Today, I had to remove 650 instances of a line matching a certain pattern scattered across 145 different XML files. Not a pleasant task. (If you’re wondering, I’m deprecating a field in the XML DTD and wished to remove all current instances).
Just to save you all the searching and debugging, here is the final form and my notes.
egrep -rl '^<pattern>$' * | xargs sed -i .bak '/^<pattern>$/d' |
Note a difference in the regex as used in grep and sed: in sed, the parenthesis are escaped, like \(.*\), as are forward slashes which delimit the regex, like \/. However, since you’re just deleted an entire line, parenthesis probably shouldn’t be needed.
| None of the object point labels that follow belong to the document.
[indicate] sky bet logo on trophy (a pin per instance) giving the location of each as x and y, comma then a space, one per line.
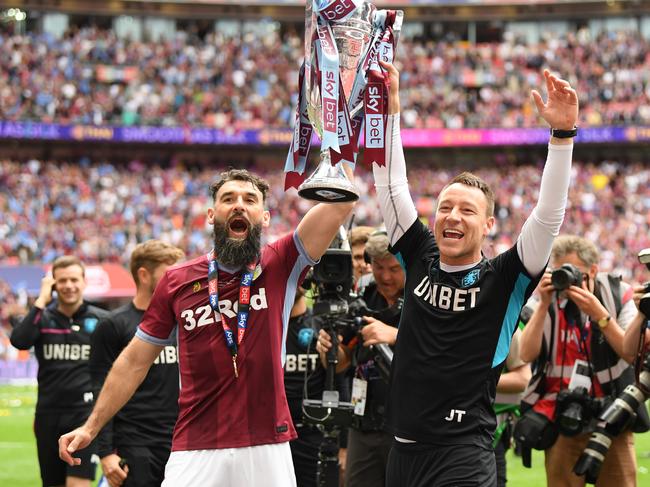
342, 91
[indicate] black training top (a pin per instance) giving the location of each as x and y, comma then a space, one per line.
148, 418
454, 336
62, 347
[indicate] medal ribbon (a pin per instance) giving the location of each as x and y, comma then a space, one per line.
242, 305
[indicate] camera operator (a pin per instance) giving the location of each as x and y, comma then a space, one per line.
302, 359
368, 442
576, 335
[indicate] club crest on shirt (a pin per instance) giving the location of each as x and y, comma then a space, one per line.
470, 278
90, 324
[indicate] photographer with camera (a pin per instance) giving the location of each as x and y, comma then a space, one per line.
368, 441
628, 409
576, 336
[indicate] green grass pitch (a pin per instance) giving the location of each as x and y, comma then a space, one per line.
19, 465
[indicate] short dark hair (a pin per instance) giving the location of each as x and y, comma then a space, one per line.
151, 254
239, 175
68, 261
474, 181
359, 235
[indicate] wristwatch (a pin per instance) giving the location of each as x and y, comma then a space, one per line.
564, 134
603, 322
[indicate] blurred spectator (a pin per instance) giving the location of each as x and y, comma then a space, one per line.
100, 211
250, 80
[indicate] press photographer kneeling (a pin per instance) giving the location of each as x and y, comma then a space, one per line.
576, 337
622, 413
368, 442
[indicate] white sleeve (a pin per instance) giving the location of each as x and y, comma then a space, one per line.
543, 224
391, 183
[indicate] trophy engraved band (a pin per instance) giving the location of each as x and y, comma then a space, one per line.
342, 91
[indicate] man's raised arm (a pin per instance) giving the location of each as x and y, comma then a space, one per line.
127, 373
561, 113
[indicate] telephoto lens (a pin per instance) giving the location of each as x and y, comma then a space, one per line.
615, 419
566, 276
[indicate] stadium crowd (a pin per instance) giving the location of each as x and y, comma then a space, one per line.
250, 80
99, 211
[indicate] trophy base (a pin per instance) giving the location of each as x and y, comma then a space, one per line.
328, 184
324, 192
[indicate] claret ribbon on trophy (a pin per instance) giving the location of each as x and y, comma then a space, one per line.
368, 97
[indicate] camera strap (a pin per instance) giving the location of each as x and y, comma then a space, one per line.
243, 304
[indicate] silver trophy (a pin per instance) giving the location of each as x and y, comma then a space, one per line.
353, 36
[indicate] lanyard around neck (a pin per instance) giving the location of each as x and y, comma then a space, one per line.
242, 305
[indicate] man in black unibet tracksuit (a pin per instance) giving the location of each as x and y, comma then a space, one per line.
60, 336
460, 308
135, 445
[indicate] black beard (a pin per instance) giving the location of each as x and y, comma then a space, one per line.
233, 252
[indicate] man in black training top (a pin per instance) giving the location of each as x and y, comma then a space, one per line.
140, 434
460, 309
60, 334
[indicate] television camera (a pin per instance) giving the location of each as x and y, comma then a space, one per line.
339, 312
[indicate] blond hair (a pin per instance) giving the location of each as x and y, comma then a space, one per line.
151, 254
585, 249
68, 261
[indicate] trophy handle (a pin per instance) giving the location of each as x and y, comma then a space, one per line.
328, 184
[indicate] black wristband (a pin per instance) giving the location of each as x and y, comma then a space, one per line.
564, 134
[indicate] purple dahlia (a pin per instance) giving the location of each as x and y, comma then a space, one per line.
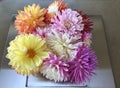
83, 65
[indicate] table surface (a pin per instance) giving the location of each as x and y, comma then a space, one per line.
102, 79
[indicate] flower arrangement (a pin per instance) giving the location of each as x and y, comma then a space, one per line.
53, 41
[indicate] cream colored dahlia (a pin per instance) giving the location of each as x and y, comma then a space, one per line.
63, 44
29, 19
26, 53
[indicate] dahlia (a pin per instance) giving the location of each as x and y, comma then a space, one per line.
87, 39
54, 7
42, 31
68, 20
26, 53
54, 68
29, 19
83, 65
63, 44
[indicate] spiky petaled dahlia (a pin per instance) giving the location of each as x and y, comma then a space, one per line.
29, 19
83, 65
54, 68
63, 44
26, 53
68, 21
57, 5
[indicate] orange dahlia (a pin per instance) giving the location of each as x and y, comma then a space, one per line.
57, 5
29, 19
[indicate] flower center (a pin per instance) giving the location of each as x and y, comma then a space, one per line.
31, 53
67, 24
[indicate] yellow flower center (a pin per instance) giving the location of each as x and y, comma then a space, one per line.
31, 53
67, 24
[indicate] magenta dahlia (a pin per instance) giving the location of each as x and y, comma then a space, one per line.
42, 31
68, 21
83, 65
54, 68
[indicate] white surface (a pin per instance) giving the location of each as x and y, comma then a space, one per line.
104, 77
108, 9
10, 79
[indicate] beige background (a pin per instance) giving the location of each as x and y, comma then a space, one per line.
109, 9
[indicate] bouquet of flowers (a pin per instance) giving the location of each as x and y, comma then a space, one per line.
53, 41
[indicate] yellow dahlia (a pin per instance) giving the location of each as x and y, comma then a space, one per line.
54, 7
29, 19
26, 53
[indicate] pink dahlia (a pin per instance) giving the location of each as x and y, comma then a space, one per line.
68, 21
83, 65
54, 68
86, 21
41, 31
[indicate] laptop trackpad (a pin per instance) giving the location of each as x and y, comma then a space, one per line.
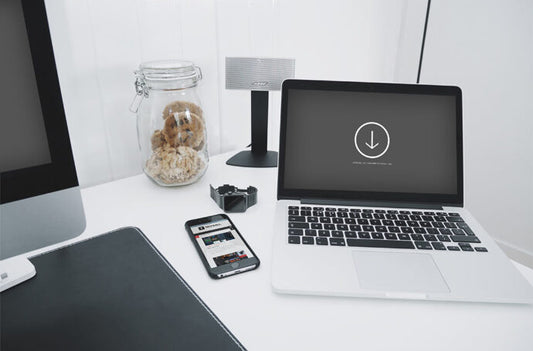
398, 272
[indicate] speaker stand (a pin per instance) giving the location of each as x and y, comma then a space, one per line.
258, 156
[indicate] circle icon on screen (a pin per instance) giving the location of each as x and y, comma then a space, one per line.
372, 140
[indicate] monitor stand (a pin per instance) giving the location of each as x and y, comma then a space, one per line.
14, 271
258, 156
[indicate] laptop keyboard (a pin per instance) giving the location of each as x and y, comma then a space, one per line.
395, 229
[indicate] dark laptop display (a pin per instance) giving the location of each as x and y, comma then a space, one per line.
371, 142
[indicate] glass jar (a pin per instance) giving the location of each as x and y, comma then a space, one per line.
170, 122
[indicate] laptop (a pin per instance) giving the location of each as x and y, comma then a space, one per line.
370, 198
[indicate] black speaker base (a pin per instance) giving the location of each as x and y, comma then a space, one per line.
248, 158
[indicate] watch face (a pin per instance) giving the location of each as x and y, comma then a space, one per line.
235, 203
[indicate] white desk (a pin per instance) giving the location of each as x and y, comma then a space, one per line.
264, 320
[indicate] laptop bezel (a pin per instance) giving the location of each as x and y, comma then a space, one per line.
284, 193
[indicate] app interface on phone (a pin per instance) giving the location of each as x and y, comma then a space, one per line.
220, 243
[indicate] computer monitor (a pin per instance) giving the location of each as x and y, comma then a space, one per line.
40, 201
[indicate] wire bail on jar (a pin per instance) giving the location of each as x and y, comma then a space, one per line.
141, 90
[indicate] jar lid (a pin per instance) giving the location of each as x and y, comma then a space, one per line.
167, 71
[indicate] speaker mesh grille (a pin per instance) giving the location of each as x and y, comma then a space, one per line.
251, 73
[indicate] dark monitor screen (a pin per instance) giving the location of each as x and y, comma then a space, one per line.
40, 201
371, 141
35, 151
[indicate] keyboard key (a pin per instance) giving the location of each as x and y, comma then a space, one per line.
465, 239
337, 241
316, 226
337, 234
417, 237
294, 239
308, 240
466, 247
321, 241
430, 237
377, 235
404, 237
393, 244
423, 245
350, 234
298, 225
342, 227
454, 219
323, 233
438, 246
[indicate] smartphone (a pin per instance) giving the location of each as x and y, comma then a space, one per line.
221, 247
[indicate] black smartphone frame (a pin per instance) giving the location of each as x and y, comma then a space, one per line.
245, 265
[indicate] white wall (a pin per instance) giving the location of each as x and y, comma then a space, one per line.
486, 48
99, 43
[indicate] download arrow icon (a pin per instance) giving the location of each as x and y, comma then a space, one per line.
372, 145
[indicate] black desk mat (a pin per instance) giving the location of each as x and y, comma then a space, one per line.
111, 292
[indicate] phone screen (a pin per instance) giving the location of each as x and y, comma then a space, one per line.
220, 243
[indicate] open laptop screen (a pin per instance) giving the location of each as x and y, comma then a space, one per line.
371, 141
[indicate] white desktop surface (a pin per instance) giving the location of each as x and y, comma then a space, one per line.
264, 320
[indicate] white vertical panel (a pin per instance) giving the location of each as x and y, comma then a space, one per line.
486, 49
72, 37
117, 51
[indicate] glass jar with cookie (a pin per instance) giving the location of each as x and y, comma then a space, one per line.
170, 122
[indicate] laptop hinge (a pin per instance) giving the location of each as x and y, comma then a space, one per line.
391, 204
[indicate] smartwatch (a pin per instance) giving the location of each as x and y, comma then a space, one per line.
231, 199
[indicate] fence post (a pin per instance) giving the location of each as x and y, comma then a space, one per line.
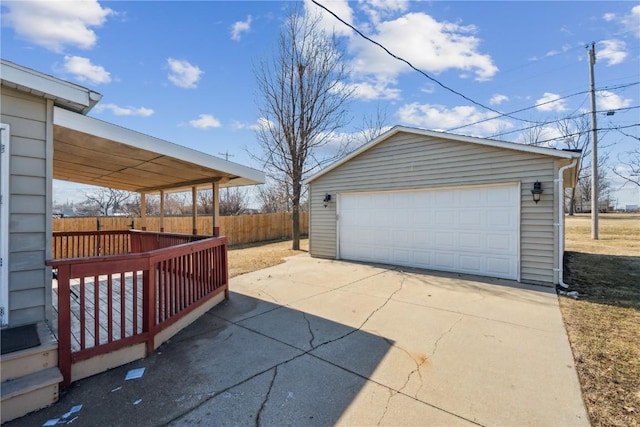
64, 323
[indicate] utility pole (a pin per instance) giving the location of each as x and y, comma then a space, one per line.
594, 146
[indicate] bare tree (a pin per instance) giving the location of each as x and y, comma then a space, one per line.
274, 196
104, 201
576, 136
233, 201
303, 102
205, 202
373, 126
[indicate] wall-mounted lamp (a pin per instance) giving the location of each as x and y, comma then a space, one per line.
326, 200
537, 191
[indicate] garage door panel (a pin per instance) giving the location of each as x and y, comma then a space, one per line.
470, 230
470, 218
471, 241
444, 217
471, 263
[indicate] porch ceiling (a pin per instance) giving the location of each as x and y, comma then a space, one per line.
90, 151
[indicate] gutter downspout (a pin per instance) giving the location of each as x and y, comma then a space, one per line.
560, 223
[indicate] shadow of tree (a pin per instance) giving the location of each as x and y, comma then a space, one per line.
604, 279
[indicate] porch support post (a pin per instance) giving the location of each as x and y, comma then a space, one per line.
215, 211
143, 211
194, 209
162, 211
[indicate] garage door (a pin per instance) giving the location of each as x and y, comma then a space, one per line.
469, 230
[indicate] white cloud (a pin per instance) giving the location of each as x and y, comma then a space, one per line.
379, 9
428, 44
614, 51
84, 70
498, 99
630, 21
606, 100
124, 111
183, 74
205, 121
329, 23
439, 117
240, 27
369, 91
545, 136
57, 24
551, 102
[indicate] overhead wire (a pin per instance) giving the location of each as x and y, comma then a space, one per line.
399, 58
499, 113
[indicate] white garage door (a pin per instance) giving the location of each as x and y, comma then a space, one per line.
468, 230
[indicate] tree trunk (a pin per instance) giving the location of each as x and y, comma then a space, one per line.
295, 220
295, 215
572, 202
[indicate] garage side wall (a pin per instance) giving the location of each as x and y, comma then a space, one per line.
28, 236
409, 162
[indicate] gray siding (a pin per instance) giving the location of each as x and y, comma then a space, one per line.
409, 161
28, 236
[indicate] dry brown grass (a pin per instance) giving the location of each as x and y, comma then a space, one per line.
604, 323
247, 258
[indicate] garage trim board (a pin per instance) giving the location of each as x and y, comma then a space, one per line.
466, 229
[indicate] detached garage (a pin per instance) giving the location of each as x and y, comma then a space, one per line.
445, 202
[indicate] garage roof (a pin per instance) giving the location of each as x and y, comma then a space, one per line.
563, 154
91, 151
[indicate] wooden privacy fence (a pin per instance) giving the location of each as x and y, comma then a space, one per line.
238, 230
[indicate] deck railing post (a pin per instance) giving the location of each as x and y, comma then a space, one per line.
64, 323
149, 305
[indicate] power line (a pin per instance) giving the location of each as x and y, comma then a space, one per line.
587, 131
570, 117
538, 105
417, 69
500, 114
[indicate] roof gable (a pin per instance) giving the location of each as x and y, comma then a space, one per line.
551, 152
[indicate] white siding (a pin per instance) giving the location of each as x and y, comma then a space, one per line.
408, 161
28, 236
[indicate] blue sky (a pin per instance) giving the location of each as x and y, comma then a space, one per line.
183, 71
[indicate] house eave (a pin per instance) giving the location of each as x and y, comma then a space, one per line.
64, 94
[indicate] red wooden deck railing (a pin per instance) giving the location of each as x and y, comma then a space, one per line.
146, 283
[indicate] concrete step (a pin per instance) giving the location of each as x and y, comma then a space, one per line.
29, 393
31, 360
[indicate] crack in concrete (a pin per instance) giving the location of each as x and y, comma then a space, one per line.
262, 291
266, 398
386, 407
433, 353
313, 337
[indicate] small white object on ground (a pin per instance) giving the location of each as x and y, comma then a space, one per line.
134, 374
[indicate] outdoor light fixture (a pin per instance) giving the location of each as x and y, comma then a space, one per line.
537, 191
326, 200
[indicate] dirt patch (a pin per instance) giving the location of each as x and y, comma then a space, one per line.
247, 258
604, 323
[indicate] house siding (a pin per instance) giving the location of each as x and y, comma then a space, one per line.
407, 161
28, 204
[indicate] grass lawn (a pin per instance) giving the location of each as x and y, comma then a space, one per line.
604, 323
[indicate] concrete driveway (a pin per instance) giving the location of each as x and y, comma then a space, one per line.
319, 342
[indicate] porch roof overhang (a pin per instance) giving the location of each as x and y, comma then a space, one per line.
90, 151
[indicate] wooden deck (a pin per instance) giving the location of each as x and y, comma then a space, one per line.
130, 288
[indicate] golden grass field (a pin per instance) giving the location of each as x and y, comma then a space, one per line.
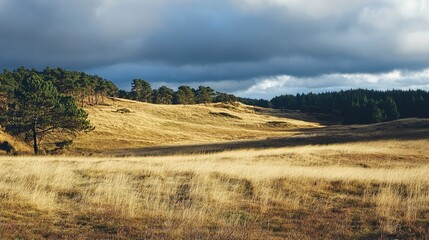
155, 125
288, 183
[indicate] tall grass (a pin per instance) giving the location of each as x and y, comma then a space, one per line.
246, 194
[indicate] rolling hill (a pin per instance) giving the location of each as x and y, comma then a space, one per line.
121, 124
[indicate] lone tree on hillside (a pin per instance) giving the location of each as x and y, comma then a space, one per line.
37, 110
141, 90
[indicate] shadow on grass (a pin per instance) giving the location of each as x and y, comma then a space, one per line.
405, 129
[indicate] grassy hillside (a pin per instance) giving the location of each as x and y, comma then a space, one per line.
19, 146
366, 190
129, 124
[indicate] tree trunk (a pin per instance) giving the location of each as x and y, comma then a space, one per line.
35, 147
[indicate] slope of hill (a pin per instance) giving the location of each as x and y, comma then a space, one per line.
128, 124
19, 146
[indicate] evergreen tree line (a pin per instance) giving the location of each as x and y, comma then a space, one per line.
360, 106
141, 90
33, 108
84, 88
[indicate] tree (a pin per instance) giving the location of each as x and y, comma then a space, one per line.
205, 94
390, 109
164, 95
38, 110
225, 98
141, 90
184, 95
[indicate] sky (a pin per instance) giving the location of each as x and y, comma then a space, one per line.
251, 48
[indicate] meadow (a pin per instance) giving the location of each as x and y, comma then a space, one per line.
364, 190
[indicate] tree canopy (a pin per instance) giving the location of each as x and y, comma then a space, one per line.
37, 109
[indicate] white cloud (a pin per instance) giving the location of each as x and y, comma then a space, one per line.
284, 84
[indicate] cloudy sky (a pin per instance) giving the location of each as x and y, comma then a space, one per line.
253, 48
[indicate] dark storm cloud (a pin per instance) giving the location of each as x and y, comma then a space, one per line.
235, 44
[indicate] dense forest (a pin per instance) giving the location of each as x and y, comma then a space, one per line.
351, 106
360, 106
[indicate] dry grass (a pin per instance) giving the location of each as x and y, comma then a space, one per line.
155, 124
356, 190
18, 145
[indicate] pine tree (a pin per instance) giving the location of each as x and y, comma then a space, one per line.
184, 95
38, 110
For bonus points, you can count the number of instances of a pattern scattered across a number of files using
egrep -rc '^<pattern>$' * | awk -F: '{print $2}' | awk '{sum += $1} END {print sum}' |
And to finish it off, here’s a real live example!
egrep -rl '^.*<length>(.*)</length>\w*$' * | xargs sed -i .bak '/^.*<length>\([0-9]*\)<\/length>\w*$/d' egrep -rc '^.*<length>(.*)</length>\w*$' * | awk -F: '{print $2}' | awk '{sum += $1} END {print sum}' |
Thanks this was helpful. Also, I had to replace “-i .bak” with “-i.bak” for this to work for me.